I was good at hurting others, it seemed. First Sheila, now Aria.

“But even if there was a way,” Aria continued, “I wouldn’t seek it out.”

“Why?”

Subtlety, she touched her stomach, perhaps thinking of the child that could have been.

“Any child I bear deserves to be surrounded by love,” I said. “I wouldn’t teach them that a loveless marriage is a happy one. When it isn’t. I’ve suffered these past three years, Lucian. I’ve hid it well, I suppose, or maybe you never cared to look too closely. But I’m done now. With this. With you.”

She turned away from me, showing me her back.

I was losing her.

No, I already lost her…

I stepped closer to her. “Aria, please. We can talk about this…”

“There’s nothing left to say,” she said, and I could have sworn I heard her voice crack. She cleared her throat. Then, when she spoke again, her voice was stronger. “Besides, Sheila is waiting for you.”

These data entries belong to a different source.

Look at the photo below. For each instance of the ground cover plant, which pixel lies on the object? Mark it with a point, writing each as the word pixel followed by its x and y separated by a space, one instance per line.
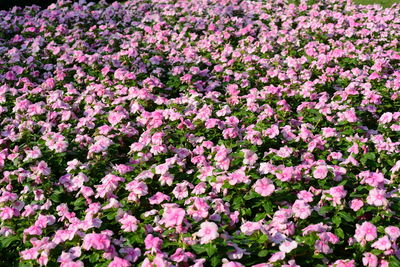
pixel 200 133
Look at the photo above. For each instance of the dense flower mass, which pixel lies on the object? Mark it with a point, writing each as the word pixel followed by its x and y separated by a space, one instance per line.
pixel 200 133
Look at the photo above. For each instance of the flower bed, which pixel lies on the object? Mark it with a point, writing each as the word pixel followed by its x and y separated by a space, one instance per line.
pixel 200 133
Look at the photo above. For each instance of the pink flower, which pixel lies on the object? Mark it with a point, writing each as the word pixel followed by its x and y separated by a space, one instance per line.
pixel 118 262
pixel 301 209
pixel 250 157
pixel 96 241
pixel 382 243
pixel 208 232
pixel 153 243
pixel 173 217
pixel 248 228
pixel 377 197
pixel 356 204
pixel 393 232
pixel 370 260
pixel 320 172
pixel 227 263
pixel 386 118
pixel 365 232
pixel 344 263
pixel 129 223
pixel 288 246
pixel 264 187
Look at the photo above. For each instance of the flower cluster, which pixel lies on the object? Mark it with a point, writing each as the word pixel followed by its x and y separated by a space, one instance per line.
pixel 200 133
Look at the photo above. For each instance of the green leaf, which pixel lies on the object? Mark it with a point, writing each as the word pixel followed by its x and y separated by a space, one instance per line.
pixel 260 216
pixel 267 205
pixel 211 249
pixel 94 257
pixel 347 217
pixel 262 253
pixel 198 248
pixel 325 209
pixel 336 220
pixel 339 232
pixel 215 261
pixel 6 241
pixel 394 262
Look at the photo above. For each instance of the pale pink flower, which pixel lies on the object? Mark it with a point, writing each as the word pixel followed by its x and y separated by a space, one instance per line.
pixel 320 172
pixel 393 232
pixel 370 260
pixel 248 228
pixel 118 262
pixel 377 197
pixel 208 232
pixel 288 246
pixel 129 223
pixel 365 232
pixel 356 204
pixel 96 241
pixel 264 187
pixel 382 243
pixel 173 217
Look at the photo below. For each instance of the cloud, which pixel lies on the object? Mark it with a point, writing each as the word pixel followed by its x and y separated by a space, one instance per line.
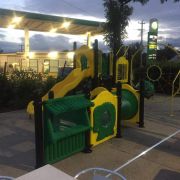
pixel 9 46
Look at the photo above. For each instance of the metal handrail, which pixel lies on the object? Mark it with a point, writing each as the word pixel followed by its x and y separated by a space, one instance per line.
pixel 174 93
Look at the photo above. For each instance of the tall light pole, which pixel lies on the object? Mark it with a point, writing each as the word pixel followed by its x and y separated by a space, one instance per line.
pixel 142 29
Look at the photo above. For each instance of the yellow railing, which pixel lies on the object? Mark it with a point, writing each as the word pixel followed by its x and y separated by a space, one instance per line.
pixel 174 92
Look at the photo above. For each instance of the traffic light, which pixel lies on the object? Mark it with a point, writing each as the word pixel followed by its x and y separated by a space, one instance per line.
pixel 153 26
pixel 152 41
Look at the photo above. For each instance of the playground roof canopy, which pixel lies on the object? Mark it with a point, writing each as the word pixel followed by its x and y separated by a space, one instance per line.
pixel 44 23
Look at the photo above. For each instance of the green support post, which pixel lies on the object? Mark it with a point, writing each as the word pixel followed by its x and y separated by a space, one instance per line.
pixel 74 59
pixel 141 101
pixel 119 118
pixel 96 82
pixel 39 140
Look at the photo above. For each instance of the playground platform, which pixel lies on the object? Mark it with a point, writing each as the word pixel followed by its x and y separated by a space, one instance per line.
pixel 17 149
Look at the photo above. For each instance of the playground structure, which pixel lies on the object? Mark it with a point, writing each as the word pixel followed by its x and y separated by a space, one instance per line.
pixel 69 121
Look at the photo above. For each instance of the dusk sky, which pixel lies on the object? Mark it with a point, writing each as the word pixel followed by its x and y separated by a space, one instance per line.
pixel 168 15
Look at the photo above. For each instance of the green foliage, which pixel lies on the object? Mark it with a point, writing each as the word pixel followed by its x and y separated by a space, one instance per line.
pixel 117 16
pixel 20 87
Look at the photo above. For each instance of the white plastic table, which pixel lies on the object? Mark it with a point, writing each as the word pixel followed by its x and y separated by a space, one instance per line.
pixel 47 172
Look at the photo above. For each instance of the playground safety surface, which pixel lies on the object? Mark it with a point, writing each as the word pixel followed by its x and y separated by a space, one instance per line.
pixel 17 149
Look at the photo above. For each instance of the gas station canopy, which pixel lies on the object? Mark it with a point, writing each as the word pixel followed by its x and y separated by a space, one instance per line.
pixel 48 23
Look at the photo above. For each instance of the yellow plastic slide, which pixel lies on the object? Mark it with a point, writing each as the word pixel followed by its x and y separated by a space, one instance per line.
pixel 60 89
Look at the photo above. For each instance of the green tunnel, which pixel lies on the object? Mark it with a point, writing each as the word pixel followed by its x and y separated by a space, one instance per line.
pixel 129 106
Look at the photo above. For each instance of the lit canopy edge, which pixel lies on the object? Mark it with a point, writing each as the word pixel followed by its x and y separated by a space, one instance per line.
pixel 43 23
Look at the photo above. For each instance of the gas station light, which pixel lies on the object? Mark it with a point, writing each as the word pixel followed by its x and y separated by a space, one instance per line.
pixel 66 24
pixel 70 55
pixel 16 20
pixel 154 25
pixel 11 26
pixel 53 54
pixel 31 55
pixel 53 30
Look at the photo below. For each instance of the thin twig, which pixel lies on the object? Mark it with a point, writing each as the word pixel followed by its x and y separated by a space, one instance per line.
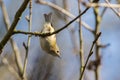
pixel 10 68
pixel 97 48
pixel 13 44
pixel 29 38
pixel 117 13
pixel 55 32
pixel 81 42
pixel 64 12
pixel 13 25
pixel 90 53
pixel 101 5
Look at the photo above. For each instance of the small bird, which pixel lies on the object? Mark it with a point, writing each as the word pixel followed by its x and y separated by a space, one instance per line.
pixel 48 43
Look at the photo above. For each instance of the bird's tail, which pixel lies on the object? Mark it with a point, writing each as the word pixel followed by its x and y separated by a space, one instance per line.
pixel 48 17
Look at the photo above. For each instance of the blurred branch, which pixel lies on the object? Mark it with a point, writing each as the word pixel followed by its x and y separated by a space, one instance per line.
pixel 28 42
pixel 48 34
pixel 101 5
pixel 13 25
pixel 80 42
pixel 13 44
pixel 90 53
pixel 97 48
pixel 117 13
pixel 63 11
pixel 10 68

She was, but… damn it! What did that matter at a time like this? I’d told Sheila I’d be home early, but there was still time to fix things with Aria. There had to be time.

I wasn’t a failure. I wasn’t going to let this marriage fall apart.

Aria couldn’t leave me.

If what she’d said was true though… If she’d been unable to conceive because of my inability to feel things…

Gods, maybe I was the failure.

Guilt sliced through me so painfully I felt as if I might have been physically stabbed.

“Aria. Sheila and I—”

“Don’t lie to me, Lucian. Not anymore. I didn’t believe what you said before, about not being in a romantic relationship, but now I have proof.”

“What proof?” There couldn’t be proof of a relationship that didn’t exist.

“It doesn’t matter. Don’t you see?” Swiveling on her feet, she faced me again. Tears hung in her eyes, making them sparkle in the starlight, but those stubborn tears did not fall. Strong as she was, she held them back. “I’m divorcing you, Lucian. That’s what I want. Accept it. Please. Sign the paperwork and let me go.”

I couldn’t…

“Don’t let her go…” Max whined in my mind.

“You never wanted me when we were together,” she said. “Why are you being so difficult now?”

I wished I had an answer that would satisfy her. Something that would change everything.

Instead, I could only stare and pray she could read my thoughts – that she could see I genuinely liked having her around. Even if it wasn’t love, it was something. She made my home better, she was good with the maids. She made sure I had my tea in the office…

She looked out for me.

Now she was leaving.

“Aria…”

“Let me go,” she said again, and a single tear fell down her cheek.